- Born: Mona Sue Salyer July 19, 1938 Oklahoma City, Oklahoma
- Died: August 25, 1999 (aged 61) Çankırı, Turkey
- Education: Wellesley College University of Maryland School of Law
- Occupation: attorney
- Years active: 1964-1999
- Known for: first woman president of the Oklahoma Bar Association
- Spouse: Perry Albert Lambird (m. 1960)

= Mona Salyer Lambird =

American lawyer

Mona Salyer Lambird (1938–1999) was an Oklahoma lawyer who became the first woman president of the Oklahoma Bar Association and the first woman elected to the Board of Governors of the Oklahoma Bar Association. She was inducted into the Oklahoma Women's Hall of Fame in 1995.

==Biography==
Mona Sue Salyer was born on July 19, 1938, in Oklahoma City, Oklahoma, to Pauline and B.M. Salyer, Jr. She pursued an undergraduate degree in Economics graduating with honors in 1960 from Wellesley College. That same year, she married Perry Albert Lambird (1960-1999). The couple moved to Baltimore and Lambird enrolled in the University of Maryland School of Law. During her schooling, she was the Editor of the Maryland Law Review. She graduated in 1963, with honors, earning the Elizabeth Maxwell Carroll Chestnut Prize as a member of the Order of the Coif.

==Career==
After graduation, she worked in the US Attorney's Office in the Justice Department in Washington, D.C. In 1971, Lambird joined Andrews, Davis, Legg, Bixler, Milsten and Price, where she later became partner in 1977. Her practice concerned general civil, state and federal litigation with a focus on employment law disputes with administrative agencies and on behalf of management. In 1989, she was honored as The Journal Record′s Corporate Woman of the Year.

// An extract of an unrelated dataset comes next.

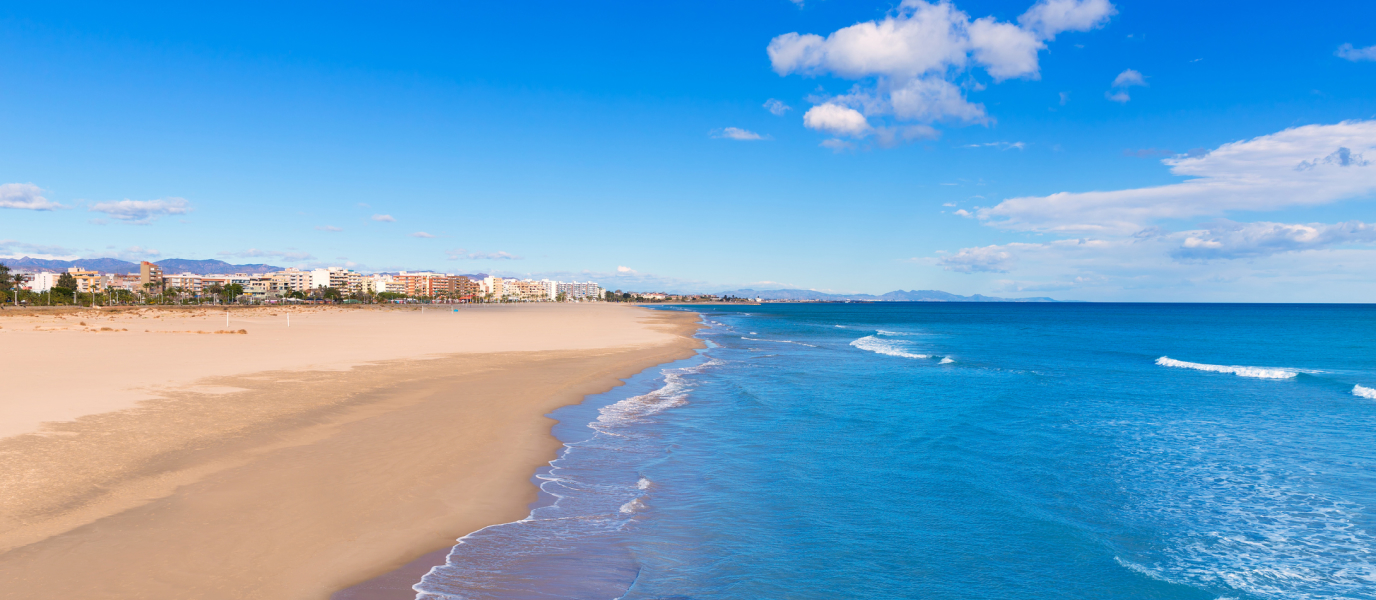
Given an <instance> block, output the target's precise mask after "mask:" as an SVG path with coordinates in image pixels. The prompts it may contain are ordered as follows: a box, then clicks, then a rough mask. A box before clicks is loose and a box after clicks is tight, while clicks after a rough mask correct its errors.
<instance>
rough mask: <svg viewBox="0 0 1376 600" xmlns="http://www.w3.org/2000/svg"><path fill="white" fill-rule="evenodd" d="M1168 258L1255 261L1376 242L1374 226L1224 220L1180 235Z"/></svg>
mask: <svg viewBox="0 0 1376 600" xmlns="http://www.w3.org/2000/svg"><path fill="white" fill-rule="evenodd" d="M1175 238H1183V239H1181V241H1179V246H1178V248H1175V249H1174V250H1172V252H1171V256H1172V257H1175V259H1181V260H1192V259H1193V260H1211V259H1255V257H1263V256H1271V255H1278V253H1282V252H1300V250H1317V249H1324V248H1331V246H1336V245H1340V244H1353V242H1357V244H1370V242H1376V226H1372V224H1366V223H1361V222H1347V223H1335V224H1324V223H1309V224H1287V223H1270V222H1256V223H1236V222H1230V220H1226V219H1219V220H1218V222H1214V223H1210V224H1208V227H1207V228H1203V230H1197V231H1183V233H1181V234H1178V235H1175Z"/></svg>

That same year, she was elected as the first woman to head the Oklahoma County Bar Association, serving as vice president from 1989 to 1990 and president from 1990 to 1991. From 1992 to 1994 she was elected as the first woman to serve on the Board of Governors of the Oklahoma Bar and in 1996, Lambird was sworn in as the first woman president of the Oklahoma Bar Association. She was inducted into the Oklahoma Women's Hall of Fame in 1995 and in 1996, was honored with the Wall of Fame Humanitarian Award from the Oklahoma City Public Schools Foundation. In 1998, the Spotlight Award, given annually to five Oklahoma women of distinction in the legal profession, was renamed as the Mona Salyer Lambird Spotlight Award by the Oklahoma Bar Association.

Lambird, her husband and a daughter, Jennifer, were killed in an automobile accident while on vacation in Çankırı, Turkey. They were survived by her three daughters, Allison Lambird Watson, Elizabeth Lambird Youngblood and Susannah Lambird Collier.